Note
Go to the end to download the full example code
Mutual-information at the contact level#
This example illustrates how to compute the mutual information inside each brain region and also by taking into consideration the information at a lower anatomical level (e.g sEEG contact, MEG sensor etc.).
import numpy as np
import pandas as pd
import xarray as xr
from frites.dataset import DatasetEphy
from frites.workflow import WfMi
from frites.core import mi_nd_gg
from frites import set_mpl_style
import matplotlib.pyplot as plt
set_mpl_style()
I(Continuous; Continuous) case#
Let’s start by simulating by using random data in combination with normal distributions. To explain why it could be interesting to consider the information at the single contact level, we generate the data coming from one single brain region (‘roi_0’) but with two contacts inside (‘c1’, ‘c2’). For the first the contact, the brain data are going to be positively correlated with the normal distribution while the second contact is going to have negative correlations. If you concatenate the data of the two contacts, the mix of positive and negative correlations break the monotonic assumption of the GCMI. In that case, it’s better to compute the MI per contact
n_suj = 3
n_trials = 20
n_times = 100
half = int(n_trials / 2)
times = np.arange(n_times)
x, y, roi = [], [], []
for suj in range(n_suj):
# initialize subject's data with random noise
_x = np.random.rand(n_trials, 2, n_times)

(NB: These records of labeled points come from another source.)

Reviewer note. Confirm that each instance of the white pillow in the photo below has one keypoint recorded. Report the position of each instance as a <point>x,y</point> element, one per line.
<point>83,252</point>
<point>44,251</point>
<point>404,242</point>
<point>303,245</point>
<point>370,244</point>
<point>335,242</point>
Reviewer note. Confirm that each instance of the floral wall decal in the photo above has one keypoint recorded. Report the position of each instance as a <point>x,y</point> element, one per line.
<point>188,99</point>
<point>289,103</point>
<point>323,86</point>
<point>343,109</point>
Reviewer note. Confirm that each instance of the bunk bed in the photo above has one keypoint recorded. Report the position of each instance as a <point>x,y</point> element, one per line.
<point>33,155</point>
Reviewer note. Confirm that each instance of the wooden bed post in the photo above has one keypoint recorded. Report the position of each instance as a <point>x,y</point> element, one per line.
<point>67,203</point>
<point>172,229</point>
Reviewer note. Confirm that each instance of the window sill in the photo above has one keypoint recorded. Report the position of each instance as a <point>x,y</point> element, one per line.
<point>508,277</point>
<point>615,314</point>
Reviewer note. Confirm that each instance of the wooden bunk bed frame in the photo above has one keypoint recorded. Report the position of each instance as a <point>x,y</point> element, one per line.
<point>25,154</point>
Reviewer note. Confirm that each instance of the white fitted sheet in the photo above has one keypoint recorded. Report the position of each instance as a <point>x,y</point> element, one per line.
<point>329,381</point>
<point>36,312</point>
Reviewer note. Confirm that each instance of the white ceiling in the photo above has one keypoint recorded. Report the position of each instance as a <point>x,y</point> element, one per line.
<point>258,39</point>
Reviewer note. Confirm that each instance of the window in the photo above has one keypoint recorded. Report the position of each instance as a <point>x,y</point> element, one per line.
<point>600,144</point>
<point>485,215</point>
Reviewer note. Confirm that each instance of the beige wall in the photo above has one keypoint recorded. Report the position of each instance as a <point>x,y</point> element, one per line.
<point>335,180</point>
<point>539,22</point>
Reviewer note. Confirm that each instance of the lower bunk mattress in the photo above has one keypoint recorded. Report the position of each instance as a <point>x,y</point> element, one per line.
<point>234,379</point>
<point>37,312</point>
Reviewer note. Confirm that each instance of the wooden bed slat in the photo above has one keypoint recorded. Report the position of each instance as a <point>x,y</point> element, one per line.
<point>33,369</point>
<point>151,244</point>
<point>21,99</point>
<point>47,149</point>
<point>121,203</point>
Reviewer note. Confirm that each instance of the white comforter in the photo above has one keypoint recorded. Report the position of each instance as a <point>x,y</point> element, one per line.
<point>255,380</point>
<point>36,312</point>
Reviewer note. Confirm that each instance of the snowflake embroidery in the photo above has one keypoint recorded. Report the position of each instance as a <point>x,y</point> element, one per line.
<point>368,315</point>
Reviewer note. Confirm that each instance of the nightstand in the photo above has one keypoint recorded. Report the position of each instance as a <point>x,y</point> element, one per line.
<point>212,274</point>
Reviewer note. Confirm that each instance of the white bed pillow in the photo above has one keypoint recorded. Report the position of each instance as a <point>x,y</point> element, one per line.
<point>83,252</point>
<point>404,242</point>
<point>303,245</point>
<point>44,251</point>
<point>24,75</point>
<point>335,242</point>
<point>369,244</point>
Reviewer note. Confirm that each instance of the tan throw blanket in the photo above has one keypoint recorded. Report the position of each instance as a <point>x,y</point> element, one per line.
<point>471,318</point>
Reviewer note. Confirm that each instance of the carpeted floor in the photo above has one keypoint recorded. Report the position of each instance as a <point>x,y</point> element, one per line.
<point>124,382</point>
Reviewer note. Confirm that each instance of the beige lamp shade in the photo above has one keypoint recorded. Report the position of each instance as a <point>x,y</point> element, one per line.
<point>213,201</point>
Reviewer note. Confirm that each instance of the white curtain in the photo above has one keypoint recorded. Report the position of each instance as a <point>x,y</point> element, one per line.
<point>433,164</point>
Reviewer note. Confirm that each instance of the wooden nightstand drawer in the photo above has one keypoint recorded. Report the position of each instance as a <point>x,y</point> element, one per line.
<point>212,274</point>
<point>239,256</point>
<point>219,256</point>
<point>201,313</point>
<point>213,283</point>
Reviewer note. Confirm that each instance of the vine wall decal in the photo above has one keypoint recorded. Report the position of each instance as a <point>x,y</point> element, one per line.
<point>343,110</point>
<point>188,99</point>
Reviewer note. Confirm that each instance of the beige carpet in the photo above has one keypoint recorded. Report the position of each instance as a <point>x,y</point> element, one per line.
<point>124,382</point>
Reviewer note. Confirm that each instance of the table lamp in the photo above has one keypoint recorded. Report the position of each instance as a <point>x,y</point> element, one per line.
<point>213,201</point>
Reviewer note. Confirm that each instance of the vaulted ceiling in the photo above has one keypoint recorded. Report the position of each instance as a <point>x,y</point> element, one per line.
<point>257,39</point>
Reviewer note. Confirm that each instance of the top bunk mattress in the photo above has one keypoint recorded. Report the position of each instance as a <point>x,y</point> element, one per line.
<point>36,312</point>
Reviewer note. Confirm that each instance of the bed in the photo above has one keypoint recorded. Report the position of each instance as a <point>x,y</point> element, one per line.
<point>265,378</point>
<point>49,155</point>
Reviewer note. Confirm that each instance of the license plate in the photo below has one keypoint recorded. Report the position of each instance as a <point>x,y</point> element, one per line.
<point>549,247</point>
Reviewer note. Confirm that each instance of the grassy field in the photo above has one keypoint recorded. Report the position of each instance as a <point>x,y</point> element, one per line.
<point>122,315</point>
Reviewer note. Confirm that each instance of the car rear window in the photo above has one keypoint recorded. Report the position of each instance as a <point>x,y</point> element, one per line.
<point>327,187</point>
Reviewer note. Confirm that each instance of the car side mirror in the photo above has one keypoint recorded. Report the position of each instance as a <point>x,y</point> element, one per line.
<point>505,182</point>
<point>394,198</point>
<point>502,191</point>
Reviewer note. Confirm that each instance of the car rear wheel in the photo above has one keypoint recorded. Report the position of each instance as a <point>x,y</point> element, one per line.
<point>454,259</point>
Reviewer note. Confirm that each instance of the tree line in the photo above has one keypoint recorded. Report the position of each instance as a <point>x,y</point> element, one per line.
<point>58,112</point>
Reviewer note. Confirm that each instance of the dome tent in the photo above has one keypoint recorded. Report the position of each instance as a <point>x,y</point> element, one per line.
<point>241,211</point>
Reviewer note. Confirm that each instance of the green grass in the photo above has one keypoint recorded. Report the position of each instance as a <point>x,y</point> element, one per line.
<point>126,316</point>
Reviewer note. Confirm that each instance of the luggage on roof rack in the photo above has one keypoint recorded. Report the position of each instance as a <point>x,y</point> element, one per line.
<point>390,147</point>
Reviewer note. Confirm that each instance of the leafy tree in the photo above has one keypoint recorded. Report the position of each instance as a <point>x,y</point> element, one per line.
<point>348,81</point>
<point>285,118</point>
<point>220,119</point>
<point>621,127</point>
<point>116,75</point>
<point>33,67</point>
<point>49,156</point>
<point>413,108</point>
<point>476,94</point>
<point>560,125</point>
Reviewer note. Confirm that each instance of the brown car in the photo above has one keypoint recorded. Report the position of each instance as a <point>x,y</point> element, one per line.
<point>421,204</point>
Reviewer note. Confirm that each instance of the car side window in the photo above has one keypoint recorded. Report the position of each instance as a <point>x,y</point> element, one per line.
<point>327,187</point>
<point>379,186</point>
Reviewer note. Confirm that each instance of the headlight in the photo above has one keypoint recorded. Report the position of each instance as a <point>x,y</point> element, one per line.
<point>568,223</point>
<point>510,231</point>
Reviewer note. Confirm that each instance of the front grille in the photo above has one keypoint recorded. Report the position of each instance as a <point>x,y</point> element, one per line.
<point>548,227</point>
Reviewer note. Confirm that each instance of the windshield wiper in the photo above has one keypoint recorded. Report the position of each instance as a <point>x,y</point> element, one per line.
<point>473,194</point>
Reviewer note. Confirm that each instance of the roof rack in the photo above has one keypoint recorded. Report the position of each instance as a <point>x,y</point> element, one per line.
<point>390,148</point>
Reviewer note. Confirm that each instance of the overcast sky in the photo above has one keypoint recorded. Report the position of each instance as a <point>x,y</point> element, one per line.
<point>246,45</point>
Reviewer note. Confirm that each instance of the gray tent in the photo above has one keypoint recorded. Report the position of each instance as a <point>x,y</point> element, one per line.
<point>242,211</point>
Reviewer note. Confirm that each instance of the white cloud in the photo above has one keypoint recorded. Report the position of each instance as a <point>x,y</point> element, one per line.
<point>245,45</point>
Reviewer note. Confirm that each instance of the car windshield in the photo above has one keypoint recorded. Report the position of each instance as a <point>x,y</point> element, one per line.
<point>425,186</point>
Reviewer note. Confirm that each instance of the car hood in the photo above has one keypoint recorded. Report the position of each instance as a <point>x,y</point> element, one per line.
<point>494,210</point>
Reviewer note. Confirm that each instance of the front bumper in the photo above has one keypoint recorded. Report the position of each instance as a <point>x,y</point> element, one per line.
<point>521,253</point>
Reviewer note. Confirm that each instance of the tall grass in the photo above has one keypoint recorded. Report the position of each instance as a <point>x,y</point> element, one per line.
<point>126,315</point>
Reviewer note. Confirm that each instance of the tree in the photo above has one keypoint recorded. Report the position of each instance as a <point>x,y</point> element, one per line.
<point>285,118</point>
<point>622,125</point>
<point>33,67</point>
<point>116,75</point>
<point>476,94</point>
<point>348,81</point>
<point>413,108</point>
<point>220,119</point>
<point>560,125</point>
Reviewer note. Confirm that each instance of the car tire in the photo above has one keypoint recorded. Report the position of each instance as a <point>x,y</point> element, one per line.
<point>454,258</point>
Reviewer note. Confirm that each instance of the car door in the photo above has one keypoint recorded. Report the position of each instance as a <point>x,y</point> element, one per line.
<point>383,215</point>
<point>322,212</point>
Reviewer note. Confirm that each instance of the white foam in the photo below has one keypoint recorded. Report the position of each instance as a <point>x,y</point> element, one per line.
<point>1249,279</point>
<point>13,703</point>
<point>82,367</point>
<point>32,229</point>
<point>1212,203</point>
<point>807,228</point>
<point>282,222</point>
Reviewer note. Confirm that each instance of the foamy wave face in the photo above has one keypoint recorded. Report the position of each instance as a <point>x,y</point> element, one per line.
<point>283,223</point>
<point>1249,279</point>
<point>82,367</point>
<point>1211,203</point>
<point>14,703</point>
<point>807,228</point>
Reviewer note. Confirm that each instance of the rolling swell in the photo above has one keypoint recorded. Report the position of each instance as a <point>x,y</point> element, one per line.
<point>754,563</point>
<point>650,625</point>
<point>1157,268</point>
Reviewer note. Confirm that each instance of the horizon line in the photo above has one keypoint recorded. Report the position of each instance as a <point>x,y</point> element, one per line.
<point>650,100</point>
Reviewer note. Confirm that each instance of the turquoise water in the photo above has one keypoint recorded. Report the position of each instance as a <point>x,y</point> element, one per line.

# normal continuous regressor
_y = np.random.normal(size=(n_trials,))
# first contact has positive correlations
_x[:, 0, slice(30, 70)] += _y.reshape(-1, 1)
# second contact has negative correlations
_x[:, 1, slice(30, 70)] -= _y.reshape(-1, 1)
x += [_x]
y += [_y]
roi += [np.array(['roi_0', 'roi_0'])]
# now, compute the mi with default parameters
ds = DatasetEphy(x, y=y, roi=roi, times=times, agg_ch=True)
mi = WfMi(mi_type='cc').fit(ds, mcp='noperm')[0]
# compute the mi at the contact level
ds = DatasetEphy(x, y=y, roi=roi, times=times, agg_ch=False)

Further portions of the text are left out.